Is there any way to somehow fight this algorithmic bias? Well, it’s a logical leap to suggest that since AI is fed with data, altering the data itself might be of help. Huge amount of data is needed to train one AI-algorithm. But where do developers turn to for this filtered unbiased data? Is it for free and who really owns it? Facebook data privacy scandal and subsequent refusal to comply with EU Data Protection Directive worldwide only confirms the fact that a tech-giant hold on to the right to dispose of users’ data at its own discretion. Isn’t it also because they are not only monetizing on data, but need it desperately to maintain the development of their AI? Data today is new oil really: tech-giants are not giving it away despite raising concerns and calls for giving users their personal data back among tech-community. But is it even possible to gather unbiased data to train unbiased AI in the first place?
Introducing AI to platforms and services the very essence of which is providing authentic and unprejudiced opinion is to face even more challenges. The whole point of deploying AI on opinion-driven markets is its capability to identify and exclude biased opinions. We’re having some sort of a catch-22 situation here: technology created to overcome the bias, is running the risk of becoming biased itself. Speaking of online reviews market and scoring industry, review platforms like yelp.com have long been a place to share valued opinions being a driving force for businesses to gather customer feedback. But as we all know those platforms over time started to lose credibility, since they had a bunch of common issues. Geared up with AI to fight bias and lies new generation of scoring platforms are emerging. But what if AI itself is becoming biased? Where do we get enough data to train AI adequate analysis of opinion’s authenticity? Should developers use existing Yelp-generated reviews bankl? In cases where AI is working with vast amounts existing data in the endless sea of online information, countering bias becomes much more difficult. It looks like those aspiring to come up with an AI filtering mechanism, first need to accumulate their own ‘quality’ data pack. Product owners and designers should be very aware of those risks when deploying AI to any type of systems. It is the duty of machine learning engineers to come up with safer developer tools suggesting a better way to design algorithms that don’t discriminate on gender, race, and other attributes. All of these concerns are specifically applied to the industries depending on AI as their last resort of authenticity.
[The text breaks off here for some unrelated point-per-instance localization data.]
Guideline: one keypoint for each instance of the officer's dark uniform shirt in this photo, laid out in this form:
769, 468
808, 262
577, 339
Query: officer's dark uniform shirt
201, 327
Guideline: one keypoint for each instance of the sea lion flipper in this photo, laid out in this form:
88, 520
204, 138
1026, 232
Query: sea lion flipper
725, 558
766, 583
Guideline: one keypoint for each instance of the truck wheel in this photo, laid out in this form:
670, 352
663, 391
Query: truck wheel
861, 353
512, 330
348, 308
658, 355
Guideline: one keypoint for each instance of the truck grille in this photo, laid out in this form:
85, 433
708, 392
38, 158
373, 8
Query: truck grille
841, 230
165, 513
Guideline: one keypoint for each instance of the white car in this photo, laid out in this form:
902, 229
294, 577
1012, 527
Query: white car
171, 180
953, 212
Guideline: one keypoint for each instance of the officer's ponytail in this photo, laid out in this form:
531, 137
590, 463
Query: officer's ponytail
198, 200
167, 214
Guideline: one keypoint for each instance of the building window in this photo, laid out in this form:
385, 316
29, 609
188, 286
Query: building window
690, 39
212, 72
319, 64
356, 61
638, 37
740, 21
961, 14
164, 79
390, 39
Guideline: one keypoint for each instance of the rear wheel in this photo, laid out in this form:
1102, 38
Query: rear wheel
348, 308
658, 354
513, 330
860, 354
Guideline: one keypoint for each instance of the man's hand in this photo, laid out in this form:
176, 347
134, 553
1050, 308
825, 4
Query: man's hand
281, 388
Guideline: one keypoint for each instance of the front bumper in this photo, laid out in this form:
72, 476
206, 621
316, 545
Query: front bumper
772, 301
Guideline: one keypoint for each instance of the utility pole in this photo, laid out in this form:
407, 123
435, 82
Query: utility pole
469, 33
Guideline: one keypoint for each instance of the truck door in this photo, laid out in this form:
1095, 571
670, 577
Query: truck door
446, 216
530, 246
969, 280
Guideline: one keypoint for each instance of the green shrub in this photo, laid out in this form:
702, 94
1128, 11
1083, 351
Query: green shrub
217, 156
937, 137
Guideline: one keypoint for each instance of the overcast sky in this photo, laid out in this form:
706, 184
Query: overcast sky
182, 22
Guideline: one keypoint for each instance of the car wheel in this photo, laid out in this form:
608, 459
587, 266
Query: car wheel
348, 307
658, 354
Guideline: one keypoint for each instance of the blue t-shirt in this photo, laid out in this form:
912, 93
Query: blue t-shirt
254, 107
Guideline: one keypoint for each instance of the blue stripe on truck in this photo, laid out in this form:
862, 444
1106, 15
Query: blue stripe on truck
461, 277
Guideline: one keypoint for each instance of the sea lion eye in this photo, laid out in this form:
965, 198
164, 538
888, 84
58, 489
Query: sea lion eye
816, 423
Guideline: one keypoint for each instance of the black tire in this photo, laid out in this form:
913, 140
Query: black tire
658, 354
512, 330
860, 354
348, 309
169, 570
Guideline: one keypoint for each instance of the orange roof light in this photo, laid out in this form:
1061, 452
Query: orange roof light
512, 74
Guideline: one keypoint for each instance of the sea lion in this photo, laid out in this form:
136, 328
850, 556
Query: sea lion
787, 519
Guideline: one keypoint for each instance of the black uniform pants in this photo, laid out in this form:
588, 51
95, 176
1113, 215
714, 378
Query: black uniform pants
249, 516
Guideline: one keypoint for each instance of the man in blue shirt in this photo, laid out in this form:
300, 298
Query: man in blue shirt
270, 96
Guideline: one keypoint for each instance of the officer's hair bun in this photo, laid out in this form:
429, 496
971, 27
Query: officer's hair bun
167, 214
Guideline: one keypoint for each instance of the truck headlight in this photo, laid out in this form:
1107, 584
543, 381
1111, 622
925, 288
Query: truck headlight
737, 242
There are some startups pioneering online reviews market that are taking a more conscious approach towards AI. Developers at Revain claim that they are not relying on Google and Yelp data to train their IBM Watson AI. Instead, they are seeking to gather as much data as possible out of reviews that users write on a newly launched v0.6 of Revain dashboard. For now, AI has been integrated into the platform’s architecture, yet it is not interfering with core platform functions. A larger amount of reviews is needed to ‘feed’ the AI to further analyze the end result and compare it with a human unbiased opinion. Upon doing so, the AI opinion is edited by a human and again the data is put back to AI algorithm. Ultimately, the authenticity is achieved by the operation method where reviews fragments are processed both by machines and manually and then are saved to blockchain.
Adopting high level of responsibility when creating AI and setting building an unbiased AI as an ultimate goal is absolutely essential not only to researchers, but also to those who are in fact bringing those algorithms to mass market — business leaders and media influencers. Algorithmic bias can not only lead to the spread of human biases, but the amplification of it! Sadly, most of humans are not yet aware of software bias and tend to blindly trust AI judgement.